Books Across the Sea was a cultural and literary movement begun in 1940 as the result of the stopping of the transatlantic trade in printed books. At that time there was a ban on the import and export of non-essential goods into Britain to free-up shipping space for more essential goods.

== History ==
Books Across the Sea was founded in 1940 by Beatrice Warde to help offset Nazi propaganda among other expatriate Americans remaining in London after the fall of France. She arranged through her mother May Lamberton Becker, literary editor of the New York Herald Tribune for single copies of 70 new significant American titles to be imported in friends' hand luggage. These were displayed in the offices of the Americans in Britain Outpost of the Committee to Defend America by Aiding the Allies.
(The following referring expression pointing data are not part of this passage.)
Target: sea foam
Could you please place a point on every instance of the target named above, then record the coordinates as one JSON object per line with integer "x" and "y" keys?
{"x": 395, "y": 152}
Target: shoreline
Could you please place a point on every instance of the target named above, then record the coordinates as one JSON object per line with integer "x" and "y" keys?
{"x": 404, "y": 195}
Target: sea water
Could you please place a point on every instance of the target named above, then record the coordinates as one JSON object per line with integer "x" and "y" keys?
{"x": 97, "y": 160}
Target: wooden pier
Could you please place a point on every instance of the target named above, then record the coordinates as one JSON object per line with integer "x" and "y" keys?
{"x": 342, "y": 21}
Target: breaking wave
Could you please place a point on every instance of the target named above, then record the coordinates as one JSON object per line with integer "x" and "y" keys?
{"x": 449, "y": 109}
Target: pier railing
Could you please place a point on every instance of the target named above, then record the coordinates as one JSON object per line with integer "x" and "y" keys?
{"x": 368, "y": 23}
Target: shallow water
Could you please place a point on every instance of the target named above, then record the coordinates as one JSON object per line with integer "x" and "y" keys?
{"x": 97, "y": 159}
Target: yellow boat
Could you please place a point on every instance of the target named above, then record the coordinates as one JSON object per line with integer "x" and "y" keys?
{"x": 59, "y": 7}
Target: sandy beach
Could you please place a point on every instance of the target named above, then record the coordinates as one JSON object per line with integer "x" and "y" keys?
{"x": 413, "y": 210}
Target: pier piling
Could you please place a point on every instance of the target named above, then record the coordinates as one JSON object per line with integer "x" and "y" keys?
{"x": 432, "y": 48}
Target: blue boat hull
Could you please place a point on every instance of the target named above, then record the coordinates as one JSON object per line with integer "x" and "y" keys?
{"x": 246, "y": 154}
A similar present of British-published books was sent to America. The books were carefully selected to mirror life in the two countries and included educational titles. Schools assembled and sent scrap books showing the daily life of the children.

It was quickly seen that books were essential good-will ambassadors, and a formal organisation was set up to run it, with branches in Britain (in London and Edinburgh) and America (in New York and Boston), first under the chairmanship of Professor Arthur Newall, and soon after by T. S. Eliot. Another key collaborator was Alicia Street, editor of The Outpost, a newsletter published by Americans living in Britain "to promote full understanding among the English Speaking Peoples". By 1944 some 2,000 volumes had been received in London and 1,600 in New York. The branches also acted as enquiry centres about life in the opposite countries. After the war, in February 1946, the London collection of books was presented to the South Audley Street branch of the City of Westminster Libraries at a ceremony attended by Mrs Eleanor Roosevelt.

Books Across the Sea was formally adopted by the English-Speaking Union in 1947 which still runs it, widening the scope to cover other countries.

== Archives ==
Archive materials related to Books Across the Sea are held in multiple collections. Papers related to the movement, as well as Beatrice Warde's personal and professional papers, are held at the Cadbury Research Library, University of Birmingham. A large collection of books that were exchanged as part of the programme are held at the University of Kent. Other correspondence related to Books Across the Sea is held at the University of Reading.